La balance a affiché plus 2 kgs. Alors que je suis inscrite à toutes les applis de sport. Et que je ne mange pas plus de 5 sucreries par jour.

J’ai commencé à tout manger avec des baguettes. Je m’y refuse depuis 48 ans. Par solidarité aux chinois. Parce qu’ils ne sont pas responsables de leurs goûts alimentaires. Ni de la merde dans laquelle ils ont plongé le monde entier. Et parce que la prochaine pandémie pourrait tout aussi bien venir des cuisses de grenouilles. Ou des escargots. Et que les petits pois à la baguette, c’est une bonne idée. Pour manger moins vite. Et moins. JPC.

Je fais 3 gâteaux par jour. Alors que je n’ai pas allumé un four depuis 1999. 

Sa belle mère demande à mon fils de me piquer des pâtes. Avant le confinement, elle était intolérante au gluten. JPC.

La pharmacienne m’a expliqué comment prendre les médicaments prescrits sur mon ordonnance. «Celui ci se prend avant le repas. L’autre vous le prenez au réveil impérativement. Mais après avoir mangé. Et celui là, vous en reprenez un second. Si pas d’effet au bout de 3 heures. Tout est clair? Oui … Mais non, J’ai pas compris.

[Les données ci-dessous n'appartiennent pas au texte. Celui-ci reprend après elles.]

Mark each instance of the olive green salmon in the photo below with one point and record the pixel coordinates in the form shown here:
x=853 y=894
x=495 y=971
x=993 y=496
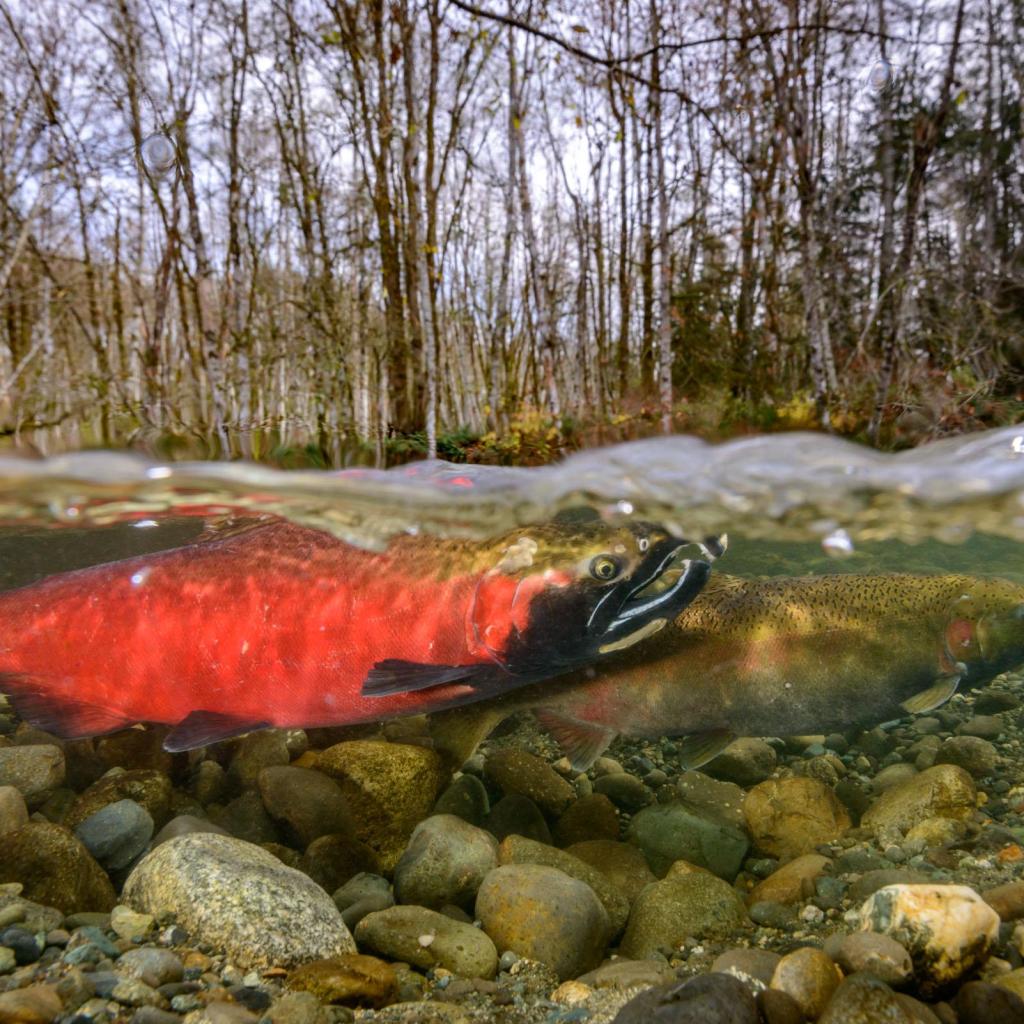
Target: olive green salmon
x=772 y=657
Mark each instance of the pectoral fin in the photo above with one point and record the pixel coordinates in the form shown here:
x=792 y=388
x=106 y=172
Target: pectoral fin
x=394 y=676
x=582 y=742
x=204 y=727
x=699 y=748
x=938 y=693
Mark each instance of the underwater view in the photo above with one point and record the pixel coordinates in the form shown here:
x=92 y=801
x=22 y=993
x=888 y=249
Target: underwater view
x=665 y=730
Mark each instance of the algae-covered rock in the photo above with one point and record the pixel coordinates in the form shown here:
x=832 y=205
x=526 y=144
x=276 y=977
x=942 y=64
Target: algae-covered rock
x=239 y=898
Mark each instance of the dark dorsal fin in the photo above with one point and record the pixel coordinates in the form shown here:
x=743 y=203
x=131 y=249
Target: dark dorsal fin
x=200 y=728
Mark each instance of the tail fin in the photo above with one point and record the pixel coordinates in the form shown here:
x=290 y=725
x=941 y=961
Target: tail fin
x=64 y=717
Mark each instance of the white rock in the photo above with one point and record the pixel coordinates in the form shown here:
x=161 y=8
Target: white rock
x=947 y=930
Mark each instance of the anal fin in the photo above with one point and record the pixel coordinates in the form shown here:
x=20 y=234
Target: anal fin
x=938 y=693
x=200 y=728
x=582 y=742
x=698 y=748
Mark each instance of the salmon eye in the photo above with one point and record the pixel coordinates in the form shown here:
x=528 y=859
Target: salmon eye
x=604 y=567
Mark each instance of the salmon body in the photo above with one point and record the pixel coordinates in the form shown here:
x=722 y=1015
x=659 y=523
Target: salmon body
x=775 y=657
x=281 y=625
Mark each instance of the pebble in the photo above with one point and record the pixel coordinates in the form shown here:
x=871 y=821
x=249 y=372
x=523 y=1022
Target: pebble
x=877 y=953
x=520 y=773
x=13 y=812
x=947 y=930
x=32 y=1005
x=671 y=832
x=428 y=939
x=152 y=965
x=793 y=881
x=130 y=925
x=627 y=792
x=54 y=868
x=810 y=977
x=592 y=817
x=973 y=754
x=745 y=762
x=466 y=798
x=444 y=862
x=515 y=815
x=543 y=913
x=305 y=804
x=350 y=980
x=148 y=787
x=117 y=834
x=516 y=850
x=702 y=793
x=35 y=770
x=753 y=967
x=708 y=998
x=669 y=911
x=980 y=1003
x=862 y=998
x=389 y=787
x=239 y=898
x=942 y=792
x=622 y=863
x=787 y=817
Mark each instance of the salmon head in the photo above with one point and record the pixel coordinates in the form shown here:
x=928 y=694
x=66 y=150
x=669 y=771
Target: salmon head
x=985 y=632
x=560 y=595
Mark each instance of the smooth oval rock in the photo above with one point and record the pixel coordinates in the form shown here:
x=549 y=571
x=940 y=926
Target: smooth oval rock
x=239 y=898
x=444 y=862
x=54 y=868
x=516 y=850
x=305 y=803
x=786 y=885
x=428 y=939
x=349 y=980
x=679 y=907
x=809 y=977
x=117 y=834
x=942 y=792
x=525 y=774
x=543 y=913
x=947 y=930
x=389 y=788
x=35 y=770
x=671 y=832
x=708 y=998
x=787 y=817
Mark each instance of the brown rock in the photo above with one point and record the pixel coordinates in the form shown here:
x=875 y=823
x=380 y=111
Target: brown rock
x=810 y=977
x=791 y=816
x=33 y=1005
x=527 y=775
x=942 y=792
x=786 y=884
x=516 y=850
x=622 y=863
x=1007 y=901
x=389 y=788
x=349 y=980
x=54 y=868
x=590 y=817
x=146 y=786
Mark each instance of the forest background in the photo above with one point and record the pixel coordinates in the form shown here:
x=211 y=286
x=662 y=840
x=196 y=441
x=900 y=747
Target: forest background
x=505 y=228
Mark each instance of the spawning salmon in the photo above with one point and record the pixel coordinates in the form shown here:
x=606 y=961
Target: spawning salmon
x=775 y=657
x=280 y=625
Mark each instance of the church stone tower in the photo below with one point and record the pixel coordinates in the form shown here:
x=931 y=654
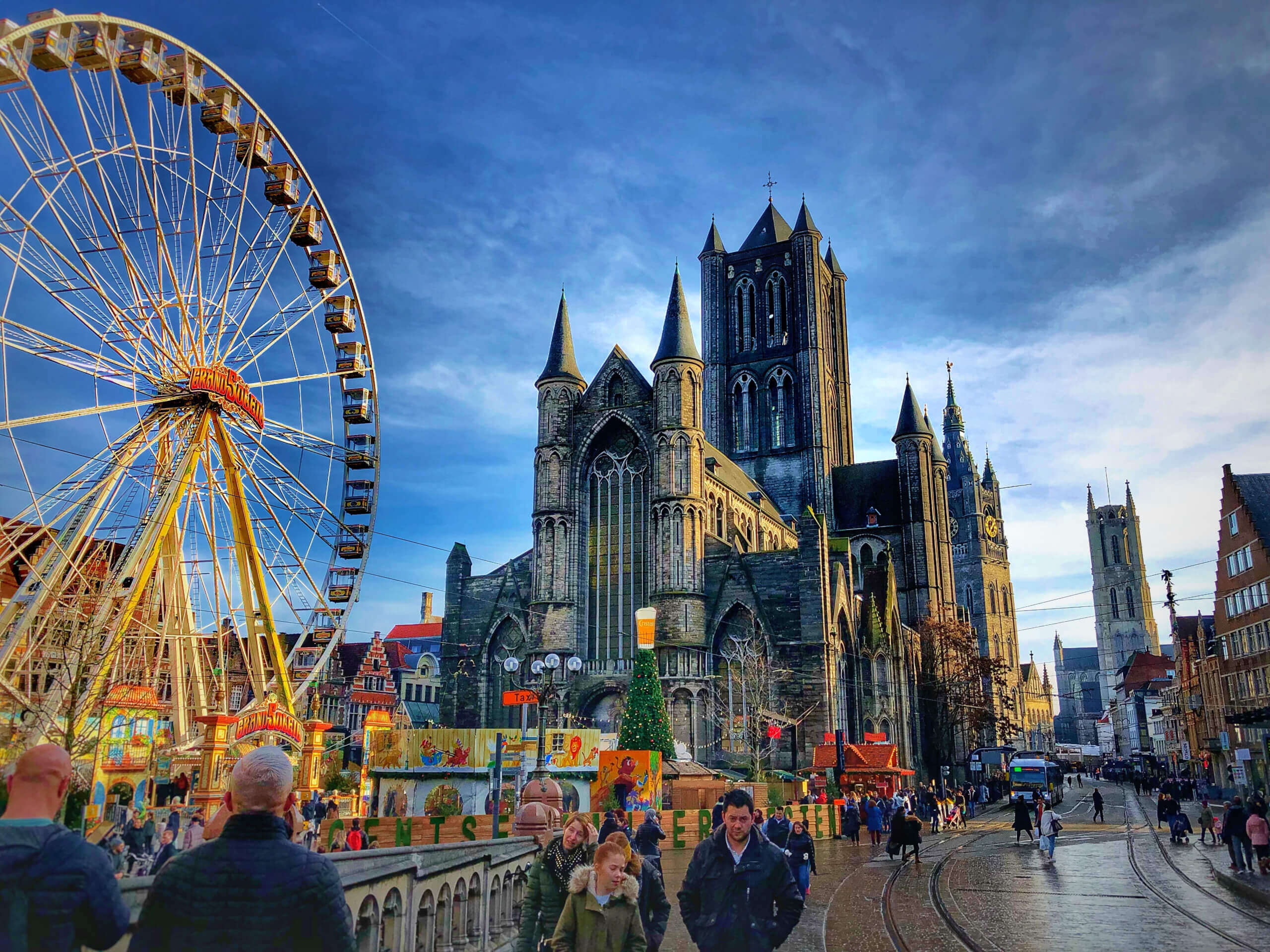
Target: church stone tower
x=679 y=511
x=776 y=380
x=553 y=624
x=1124 y=621
x=924 y=515
x=981 y=554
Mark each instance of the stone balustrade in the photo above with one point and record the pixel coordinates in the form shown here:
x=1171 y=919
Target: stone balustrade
x=448 y=898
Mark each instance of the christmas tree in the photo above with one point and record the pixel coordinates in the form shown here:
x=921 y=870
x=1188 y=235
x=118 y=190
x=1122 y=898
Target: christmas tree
x=645 y=725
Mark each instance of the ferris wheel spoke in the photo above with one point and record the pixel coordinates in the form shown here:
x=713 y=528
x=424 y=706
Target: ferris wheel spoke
x=63 y=352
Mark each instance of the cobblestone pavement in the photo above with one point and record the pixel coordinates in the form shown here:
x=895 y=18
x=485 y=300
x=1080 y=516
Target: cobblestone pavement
x=1113 y=887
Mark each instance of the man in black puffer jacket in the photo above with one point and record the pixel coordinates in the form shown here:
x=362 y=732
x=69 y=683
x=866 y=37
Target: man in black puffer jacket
x=251 y=888
x=740 y=894
x=58 y=892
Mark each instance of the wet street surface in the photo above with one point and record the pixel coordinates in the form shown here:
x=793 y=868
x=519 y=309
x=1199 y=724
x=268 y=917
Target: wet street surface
x=1112 y=887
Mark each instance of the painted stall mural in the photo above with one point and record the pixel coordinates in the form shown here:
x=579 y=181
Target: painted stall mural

Un soir, on voyait bien toutes les étoiles. Mon fils a voulu m’expliquer où regarder précisément dans le ciel pour repérer la Grande Ourse:

«Mais siiii ! On dirait une casserole.!». J’ai simulé. Car en réalité, depuis 45 ans je ne vois rien. Ni casserole, ni ours, ni étoile filante. J’y comprends rien.

Ma copine me raconte, de ses WC, ses problèmes de couple. Elle parle bas parce qu’elle «a peur qu’il écoute». ça coupe: «Dans les chiottes, la connexion est mauvaise.» Je n’entends que 9 mots sur 1h15 de monologue: «Confinés»,«insupportable»… «Dégueulasse», «fouillé» «poches» «salope»… «Secrétaire»,«bombasse». Et « ciboulette ». Oui, ce mot je ne l’explique pas.  J’ai pas demandé qu’elle répète ou rappelle. J’ai fait mine de comprendre.De la soutenir. Et au travers de quelques mmm, oui, je vois, tu as raison. En faisant celle qui l’entendait distinctement. Ben, j’ai rien compris.

Mon amie me rappelle le lendemain pour faire un point. Elle pleure. Et tente de m’expliquer pourquoi elle pleure. Mais quand elle pleure, elle renifle. Je la fais répéter, ça la frustre. La fait pleurer encore plus. Ce qui, finalement, perturbe encore plus ma compréhension. Je fais alors mine de comprendre pour qu’elle arrête de pleurer.

J’ai essayé de comprendre le fonctionnement des points au tennis. J’ai jamais rien compris.

Un mec Tinder m’explique le principe de son travail. En finance/conseil/audit: «Ah oui, ça doit être passionnant … Mince, ça coupe. On se rappelle?»

Au douzième jour de confinement, sur les coups de 10h. J’ai envie d’une baguette fraîche. Et d’un croissant. Je mets 15 mn à être en règle: Télécharger la nouvelle attestation. Trouver du papier pas à carreaux d’écolier. Recharger l’imprimante, parce que évidement y’a plus d’encre noire. Devant la boulangerie portes closes, je lis: «La boulangerie sera ouverte tous les MATINS de 7h à 19h». Là, j’ai rien compris.

Les dimanches soirs je continue à avoir le spleen. Alors que les journées n’ont plus de sens. J’ai pas compris.

J’entends éberluée aux infos de 20h que: « cette nuit nous perdons 1 heure ». Non vraiment, je trouve que les heures n’ont plus de sens.

Ma tante, qui n’est pas geek, m’envoie 50 vidéos, photos. Conseils, gifs, montages et autres posts drôles et cochons depuis le confinement. Je ne veux pas comprendre.

Incompréhension total. Ça vous parle? Et vous, vous avez compris?